La experiencia y el criterio técnico son determinantes para optimizar un proyecto.

No optimizar el diseño estructural
Un diseño mal planteado puede implicar el uso excesivo de materiales como hormigón o acero. Esto incrementa el coste sin aportar valor real al proyecto.
Un cálculo estructural adecuado permite reducir recursos y mantener la seguridad, mejorando la eficiencia global de la obra.
Ignorar la normativa vigente
Otro error frecuente es no tener en cuenta todos los requisitos legales desde la fase inicial del proyecto. Esto puede generar sanciones, paralizaciones o modificaciones obligatorias durante la ejecución.
En España, los proyectos deben cumplir con la normativa vigente publicada en el Boletín Oficial del Estado (BOE), por lo que es fundamental integrarla desde el inicio del diseño.
No prever imprevistos
Toda obra está expuesta a imprevistos. El problema surge cuando no se contemplan dentro del presupuesto. Esto provoca desviaciones económicas, tensiones durante la ejecución y pérdida de control del proyecto.
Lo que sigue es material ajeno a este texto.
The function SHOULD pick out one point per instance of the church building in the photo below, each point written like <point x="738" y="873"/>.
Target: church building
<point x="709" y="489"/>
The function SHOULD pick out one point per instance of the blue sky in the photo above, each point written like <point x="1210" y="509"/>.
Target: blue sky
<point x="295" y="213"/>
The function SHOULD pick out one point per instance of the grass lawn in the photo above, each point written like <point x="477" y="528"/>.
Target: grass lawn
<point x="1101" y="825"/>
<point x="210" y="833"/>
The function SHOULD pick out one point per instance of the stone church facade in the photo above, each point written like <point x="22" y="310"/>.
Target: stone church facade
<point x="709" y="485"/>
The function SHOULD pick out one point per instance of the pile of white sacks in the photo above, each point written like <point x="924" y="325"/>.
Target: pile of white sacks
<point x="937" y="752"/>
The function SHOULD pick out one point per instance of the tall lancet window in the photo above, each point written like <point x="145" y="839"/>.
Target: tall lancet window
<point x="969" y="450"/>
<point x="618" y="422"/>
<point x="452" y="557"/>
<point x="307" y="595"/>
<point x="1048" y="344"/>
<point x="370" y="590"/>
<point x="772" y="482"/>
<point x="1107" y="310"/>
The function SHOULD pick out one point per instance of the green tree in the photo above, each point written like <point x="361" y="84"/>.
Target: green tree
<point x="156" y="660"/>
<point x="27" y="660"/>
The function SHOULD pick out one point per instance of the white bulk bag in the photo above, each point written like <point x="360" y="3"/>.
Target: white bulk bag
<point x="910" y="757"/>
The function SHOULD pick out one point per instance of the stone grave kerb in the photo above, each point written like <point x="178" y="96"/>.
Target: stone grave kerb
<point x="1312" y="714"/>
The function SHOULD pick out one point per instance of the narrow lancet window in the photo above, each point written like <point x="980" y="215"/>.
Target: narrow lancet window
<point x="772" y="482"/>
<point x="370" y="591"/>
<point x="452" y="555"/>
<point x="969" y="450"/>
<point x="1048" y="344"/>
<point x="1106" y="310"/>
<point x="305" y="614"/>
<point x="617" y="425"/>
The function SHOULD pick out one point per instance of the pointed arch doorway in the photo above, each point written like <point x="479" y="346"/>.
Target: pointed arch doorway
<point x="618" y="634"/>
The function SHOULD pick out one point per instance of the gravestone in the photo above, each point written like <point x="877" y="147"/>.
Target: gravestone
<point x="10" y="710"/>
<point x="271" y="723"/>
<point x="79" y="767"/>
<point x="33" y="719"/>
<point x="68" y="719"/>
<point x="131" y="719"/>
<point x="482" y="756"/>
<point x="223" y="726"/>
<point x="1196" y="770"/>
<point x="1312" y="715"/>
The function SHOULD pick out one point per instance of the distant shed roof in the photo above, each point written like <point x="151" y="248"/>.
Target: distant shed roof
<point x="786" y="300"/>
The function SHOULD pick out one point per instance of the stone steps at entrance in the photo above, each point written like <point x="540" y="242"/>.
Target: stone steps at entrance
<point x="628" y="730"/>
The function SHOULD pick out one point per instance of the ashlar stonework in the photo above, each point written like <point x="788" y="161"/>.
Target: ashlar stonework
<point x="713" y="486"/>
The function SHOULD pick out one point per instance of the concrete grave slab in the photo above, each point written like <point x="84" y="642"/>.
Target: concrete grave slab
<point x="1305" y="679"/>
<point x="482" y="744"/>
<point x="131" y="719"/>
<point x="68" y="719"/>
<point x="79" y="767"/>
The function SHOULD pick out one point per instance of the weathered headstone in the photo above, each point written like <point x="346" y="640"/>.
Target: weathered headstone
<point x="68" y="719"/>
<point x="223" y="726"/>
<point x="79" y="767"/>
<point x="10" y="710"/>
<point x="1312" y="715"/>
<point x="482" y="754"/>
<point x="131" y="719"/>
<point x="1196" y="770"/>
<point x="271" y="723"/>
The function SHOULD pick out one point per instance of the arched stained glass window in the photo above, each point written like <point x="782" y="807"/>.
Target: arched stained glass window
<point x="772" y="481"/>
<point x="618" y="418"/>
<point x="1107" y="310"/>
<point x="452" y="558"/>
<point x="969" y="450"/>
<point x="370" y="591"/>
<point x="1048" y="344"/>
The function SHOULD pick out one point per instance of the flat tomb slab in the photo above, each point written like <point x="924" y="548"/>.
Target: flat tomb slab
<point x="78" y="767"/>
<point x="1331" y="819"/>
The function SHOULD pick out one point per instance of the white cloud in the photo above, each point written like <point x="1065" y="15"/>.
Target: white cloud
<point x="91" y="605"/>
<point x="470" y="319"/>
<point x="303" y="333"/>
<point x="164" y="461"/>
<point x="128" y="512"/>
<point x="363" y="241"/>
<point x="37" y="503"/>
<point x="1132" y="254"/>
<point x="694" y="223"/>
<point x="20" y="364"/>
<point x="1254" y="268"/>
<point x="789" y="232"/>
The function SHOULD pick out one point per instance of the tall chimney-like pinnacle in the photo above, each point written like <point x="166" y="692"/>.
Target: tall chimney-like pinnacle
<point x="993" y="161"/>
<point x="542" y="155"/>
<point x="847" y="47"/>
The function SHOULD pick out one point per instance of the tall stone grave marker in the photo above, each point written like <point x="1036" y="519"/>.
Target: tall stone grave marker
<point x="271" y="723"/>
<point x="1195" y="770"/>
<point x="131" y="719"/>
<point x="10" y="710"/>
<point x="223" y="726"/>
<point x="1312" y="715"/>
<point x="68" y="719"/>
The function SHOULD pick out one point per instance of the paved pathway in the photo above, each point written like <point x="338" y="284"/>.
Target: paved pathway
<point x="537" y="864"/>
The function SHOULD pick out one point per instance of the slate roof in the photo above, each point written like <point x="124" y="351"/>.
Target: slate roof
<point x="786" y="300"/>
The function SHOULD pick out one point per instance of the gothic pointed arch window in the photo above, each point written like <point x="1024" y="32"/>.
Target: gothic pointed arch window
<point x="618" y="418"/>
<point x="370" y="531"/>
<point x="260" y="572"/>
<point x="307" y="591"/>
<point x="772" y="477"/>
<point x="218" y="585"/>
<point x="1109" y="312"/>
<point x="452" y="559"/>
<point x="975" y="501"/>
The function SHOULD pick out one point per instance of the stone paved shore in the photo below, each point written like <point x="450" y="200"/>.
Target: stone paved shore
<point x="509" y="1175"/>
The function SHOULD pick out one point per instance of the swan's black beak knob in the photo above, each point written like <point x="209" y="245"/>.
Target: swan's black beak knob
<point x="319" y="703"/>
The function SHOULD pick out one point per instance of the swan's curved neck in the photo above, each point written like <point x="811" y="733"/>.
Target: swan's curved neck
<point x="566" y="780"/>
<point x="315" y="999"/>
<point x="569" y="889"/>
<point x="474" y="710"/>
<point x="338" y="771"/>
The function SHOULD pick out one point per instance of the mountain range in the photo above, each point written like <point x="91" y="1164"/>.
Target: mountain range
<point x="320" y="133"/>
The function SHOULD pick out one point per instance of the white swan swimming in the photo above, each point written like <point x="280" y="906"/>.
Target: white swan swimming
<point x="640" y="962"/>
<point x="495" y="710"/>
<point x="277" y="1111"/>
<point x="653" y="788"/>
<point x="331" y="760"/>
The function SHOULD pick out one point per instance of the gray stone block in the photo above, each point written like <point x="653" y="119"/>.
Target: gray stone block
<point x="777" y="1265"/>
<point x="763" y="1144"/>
Una planificación adecuada incluye márgenes realistas que permiten absorber incidencias sin comprometer el resultado final.
Falta de dirección y control de obra
La ausencia de supervisión técnica durante la ejecución puede generar errores, desviaciones respecto al proyecto y una disminución en la calidad de la obra.
La dirección de obra garantiza que lo proyectado se ejecute correctamente y que se mantenga el control técnico y económico en todo momento.
El impacto real de estos errores
Cuando varios de estos factores se combinan, es habitual que los sobrecostes sean significativos, junto con retrasos y problemas técnicos o legales. En muchos casos, estos problemas podrían haberse evitado con una intervención adecuada desde el inicio.
Mi recomendación como ingeniero de caminos
Después de años trabajando en proyectos de obra civil, tengo claro que los errores no aparecen en la ejecución, sino en la fase de planificación.
Un proyecto bien planteado permite optimizar costes, reducir riesgos y ejecutar con mayor eficiencia. La clave está en tomar decisiones correctas desde el principio.
Asesoramiento técnico para tu proyecto
Si estás valorando iniciar una obra o ya tienes un proyecto en marcha, puedo ayudarte a analizarlo desde un punto de vista técnico para detectar posibles riesgos y oportunidades de mejora.
Trabajo cada caso de forma personalizada para optimizar el diseño, reducir costes innecesarios y garantizar la viabilidad del proyecto.
Puedes obtener más información en o contactar directamente para revisar tu caso sin compromiso.
Los sobrecostes en obra civil no son casuales. En la mayoría de los casos, son consecuencia de decisiones mal planteadas desde el inicio.
Evitar estos errores no solo supone un ahorro económico, sino también mayor control y seguridad en todo el proceso constructivo.